On croyait Es-Semara condamnée au sable et au souvenir des caravanes ; la voici propulsée au rang d’avant-poste géo-économique marocain, à la veille du cinquantenaire de la Marche Verte. Dans cette ville située à 200 kilomètres à l’est de Laâyoune, où l’on croisait jadis le sel, l’or et la gomme arabique, se dessine désormais un projet autrement plus structurant : restituer au Sahel un accès souverain à l’Atlantique, en reliant Es-Semara à Zoueratt puis au cœur sahélien — Tombouctou, Bamako, Niamey, N’Djamena.
Au centre de ce récit, une équation simple que les chancelleries feignent trop souvent d’ignorer : sans corridors, pas de commerce ; sans ports, pas de prospérité ; sans logistique, pas d’intégration. Lorsque l’Afrique perd 30% de la valeur de ses marchandises en frais logistiques — contre 8% en Europe et 10% en Asie — il ne s’agit plus d’un handicap, mais d’une condamnation. Au Tchad, pays continental par excellence, le port le plus proche se trouve à 1 600 kilomètres ; faire voyager une tonne de marchandise coûte près de 120 dollars, pour un transit péniblement compris entre 7 et 15 jours. Qu’on ne s’étonne pas, ensuite, du coût du pain ou du ciment.

L’initiative marocaine, dévoilée depuis Es-Semara, entend renverser ce paradigme. Un corridor transsaharien, structuré autour du tronçon Es-Semara–Zoueratt — maillon manquant de la dorsale atlantico-sahélienne — viendra reconnecter la Mauritanie, le Mali, le Burkina Faso, le Niger et le Tchad à un réseau portuaire parmi les plus compétitifs du continent : Tanger Med, Casablanca, Jorf Lasfar, Agadir, Laâyoune, Dakhla Atlantique. À la clé, une réduction de distance de 20 à 25% vers le Sahel, soit deux à quatre jours gagnés pour les longues liaisons. En logistique, c’est une décennie de rattrapage en un trait de crayon.

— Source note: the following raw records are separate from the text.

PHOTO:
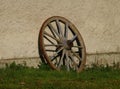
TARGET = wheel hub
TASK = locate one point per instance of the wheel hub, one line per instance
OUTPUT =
(67, 44)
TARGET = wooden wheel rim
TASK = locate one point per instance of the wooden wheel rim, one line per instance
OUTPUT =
(76, 36)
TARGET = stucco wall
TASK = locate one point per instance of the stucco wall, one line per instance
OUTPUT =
(98, 22)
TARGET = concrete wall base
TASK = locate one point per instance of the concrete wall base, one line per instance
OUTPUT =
(92, 58)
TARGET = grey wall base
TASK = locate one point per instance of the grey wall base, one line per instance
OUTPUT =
(95, 58)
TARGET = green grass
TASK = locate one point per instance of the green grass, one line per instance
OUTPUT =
(22, 77)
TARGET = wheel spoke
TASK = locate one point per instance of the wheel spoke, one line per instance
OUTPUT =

La vision ne s’arrête pas au bitume. Postes frontières à guichet unique (OSBP), zones franches, chaînes du froid, ateliers pour poids lourds, bureau de liaison de la Chambre française de commerce, présence active de la Chambre africaine du commerce : tout concourt à transformer un axe économique en couloir de développement, pour reprendre les mots du gouverneur d’Es-Semara, Ibrahim Boutoumilat. C’est là que l’histoire rejoint la géopolitique : après avoir sécurisé son flanc atlantique et projeté Tanger Med comme hub global, le Maroc étend sa profondeur stratégique vers le Sahel, assumant une vocation de tête de pont atlantique du continent.
Ce pari n’a rien d’extravagant. Le monde en regorge d’exemples : Khorgos, jadis no man’s land kazakh-chinois, devenu plateforme de 20 millions de tonnes grâce à un système douanier intégré ; Duqm, port omanais transformé en ville nouvelle de 25 000 habitants ; Iquique, au Chili, dont le statut de zone franche a triplé la population en trente ans. Les corridors, lorsqu’ils sont pensés, financés, protégés, deviennent des machines à croissance. Lorsqu’ils sont oubliés, ils deviennent des frontières mentales, puis sociales, puis sécuritaires.
L’Afrique souffre moins d’un problème de ressources que d’un problème d’aménagement du territoire. Ses villes encombrent le littoral, ses richesses dorment à l’intérieur, ses routes hésitent, ses ports triment, ses camions s’usent, ses rêves attendent. En traçant ce nouvel axe Es-Semara–Zoueratt, le Maroc ne dessine pas une route : il réactive une ambition continentale, celle de relier les peuples plutôt que de juxtaposer les enclaves. Les caravanes y passaient ; demain, les flux agro-industriels, miniers, énergétiques, logistiques et numériques y circuleront.
Là réside peut-être la véritable révolution silencieuse du Sahara : non pas conquérir l’espace, mais le connecter.